Python loadtxt and genfromtxt truncate strings


I have a 2-column array mixed type array that I need to read in and reshape into a data cube. I've got most of it working, but for some reason both numpy.loadtxt and np.genfromtxt drop everything after the 8th character from the string part of the tuple. I have 25 blocks of 8 parameter-value pairs corresponding to stars of varying masses and metallicities. For instance, Teff \t\t 5.2739E+3 (there are 2 tabs between the string and the float) converts to a key-value pair just fine, but MASS/MSUN \t\t 0.800 gets converted to 'MASS/MSU':0.800 instead of 'MASS/MSUN':0.800 like I expected. Similarly,LOG(L/LSUN) \t\t 0.0522 becomes 'LOG(L/LS': 0.0522 instead of 'LOG(L/LSUN)': 0.0522 Why are the last characters in the strings falling off?
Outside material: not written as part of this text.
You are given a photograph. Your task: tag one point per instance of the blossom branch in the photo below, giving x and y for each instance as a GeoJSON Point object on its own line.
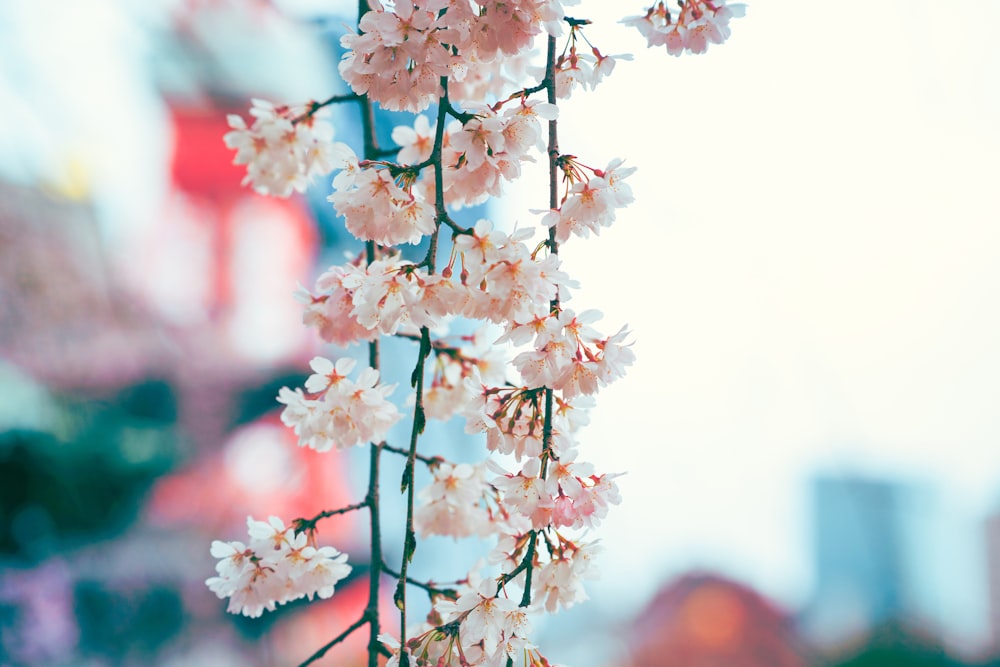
{"type": "Point", "coordinates": [429, 460]}
{"type": "Point", "coordinates": [313, 107]}
{"type": "Point", "coordinates": [309, 525]}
I've tried setting the delimiters to only tabs, only tabs and newlines (didn't seem to like that), commented out the lines between blocks, etc. Seems like no matter what I do, the character limit for each string is stuck at 8. There must be a string subtype I need to declare. I've made a workaround, it just bothers me.

This is my code (I'm using the Spyder GUI, BTW):

>>>f=np.genfromtxt("zamsdata.txt",dtype=(str,float))
>>>zcube = defaultdict(lambda: defaultdict(lambda: defaultdict(list)))
>>>infotups=[]
>>>for row in f:
>>>    if 'MASS' in row[0]:
>>>        mass=str(row[1])
>>>        continue #rows are in repeating order of MASS, X, Y, Pc, Tc, R, L, Te, LOG(Te) & LOG(L/LSUN)
>>>    if 'X' in row[0]:
>>>        hydfrac=str(row[1])
>>>        continue
>>>    else:
>>>        infotups=infotups+[[hydfrac,mass,str(row[0]),row[1]]]
>>>        
>>>for l,m,a,o in infotups:
>>>    zcube[l][m][a].append(o)

Solution

  • When the data type of a field is specified to be str, it looks like the default size assigned to the field by genfromtxt is eight characters. If you know that the maximum number of characters is, say, 12, you could use dtype=['S12', float]. (Note that I've used a list, not a tuple.) You could also use dtype=None, which tells genfromtxt to figure out the data type of each field from what it finds in the file.